There is something Monet-esque about his painting and repainting the same view of Mount Fuji, at different times of day and different seasons and the Impressionists later acknowledged his influence. Hokusai also depicts different views of the mountain and uses its shape as a background in many works. I particularly like the blue picture of a man making a huge barrel, a giant circle that dominates this picture in the Views series, with Fuji just a small triangle within the circle.

Hokusai augmented the traditional subject matter of the ukiyo-e with his views of Fuji and other depictions of the natural world, his series on bridges and waterfalls. I particularly enjoyed the latter pictures. On one hand they are almost abstract in the way he depicts the water falling and its spray, in others full of perfect natural detail of the trees and plants and rocks, like tiny miniatures.

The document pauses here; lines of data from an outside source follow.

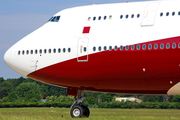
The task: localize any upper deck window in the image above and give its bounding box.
[48,16,61,22]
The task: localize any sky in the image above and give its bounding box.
[0,0,153,79]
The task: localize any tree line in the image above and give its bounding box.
[0,77,180,106]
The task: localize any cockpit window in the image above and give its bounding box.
[48,17,53,21]
[48,16,60,22]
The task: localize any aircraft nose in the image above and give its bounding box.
[4,50,11,67]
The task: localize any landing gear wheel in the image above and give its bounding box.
[82,105,90,117]
[71,105,85,118]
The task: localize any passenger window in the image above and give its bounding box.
[51,17,56,22]
[160,13,163,17]
[148,44,152,50]
[48,17,53,21]
[63,48,66,53]
[83,47,87,52]
[154,44,158,49]
[22,50,24,55]
[104,46,107,51]
[109,46,112,51]
[93,47,96,51]
[35,50,38,54]
[49,49,51,53]
[39,49,42,54]
[68,47,71,52]
[53,48,56,53]
[172,43,176,49]
[143,44,146,50]
[58,48,61,53]
[56,16,60,22]
[26,50,29,55]
[99,46,101,51]
[93,17,96,21]
[31,50,33,54]
[166,43,170,49]
[136,45,140,50]
[120,15,123,19]
[131,45,134,50]
[44,49,47,54]
[137,14,140,18]
[125,45,129,50]
[114,46,118,51]
[172,12,175,16]
[160,43,164,49]
[126,15,129,19]
[131,14,134,18]
[120,45,123,51]
[166,12,169,16]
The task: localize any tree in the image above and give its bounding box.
[86,97,97,105]
[0,77,5,83]
[16,82,40,101]
[172,95,180,102]
[7,92,17,102]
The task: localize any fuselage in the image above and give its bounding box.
[4,1,180,95]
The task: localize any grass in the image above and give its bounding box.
[0,108,180,120]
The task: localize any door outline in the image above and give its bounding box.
[77,38,89,62]
[141,2,160,27]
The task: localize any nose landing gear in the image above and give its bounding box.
[71,90,90,118]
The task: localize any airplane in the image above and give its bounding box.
[4,0,180,118]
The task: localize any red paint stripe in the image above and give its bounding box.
[28,37,180,94]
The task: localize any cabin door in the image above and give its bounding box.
[141,2,160,27]
[77,38,89,62]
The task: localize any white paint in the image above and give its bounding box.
[167,82,180,95]
[4,1,180,79]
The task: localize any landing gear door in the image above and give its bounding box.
[77,38,89,62]
[141,2,160,27]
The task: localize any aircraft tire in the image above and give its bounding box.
[82,105,90,117]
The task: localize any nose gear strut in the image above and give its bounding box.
[71,90,90,118]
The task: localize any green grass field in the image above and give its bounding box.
[0,108,180,120]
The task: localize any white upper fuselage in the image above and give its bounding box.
[4,1,180,95]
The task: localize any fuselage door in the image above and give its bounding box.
[77,38,89,62]
[141,2,160,27]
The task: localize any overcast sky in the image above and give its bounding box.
[0,0,153,79]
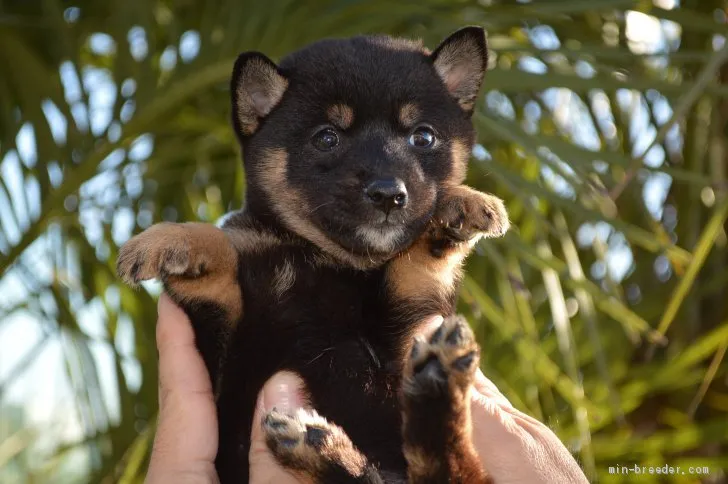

He was a popular artist during his lifetime, but his life was not without tragedy, both his wives dying young. Of his five children it was his daughter Oi who followed her father and became an artist and there are some examples of her, rare, work in the exhibition.

The exhibition also has many examples of Hokusai’s books, his manuals on painting and drawing and his illustrated Japanese myths and legends. And his sketch books, entitled manga – random sketches. There is no direct link to the modern Japanese narrative art of that name found in comic strips, although it was impossible to look at some of the drawings of evil demons without thinking of today’s depictions of the monster foes of modern Manga’s super-heroes.

Upon his death-bed Hokusai may have regretted much, but he is said to have regretted most of all that he couldn’t continue painting – “If only Heaven will give me just another ten years … Just another five more years, then I could become a real painter.

This exhibition shows that he was.

It is located in the upper storey of the central Reading Room building in the Great Court.  It is very popular, when we visited, access was by timed ticket only, so booking in advance is clearly necessary, at least at present. It runs from 25th May to 13th August ( closed 3 – 6 July ) and is well worth a visit.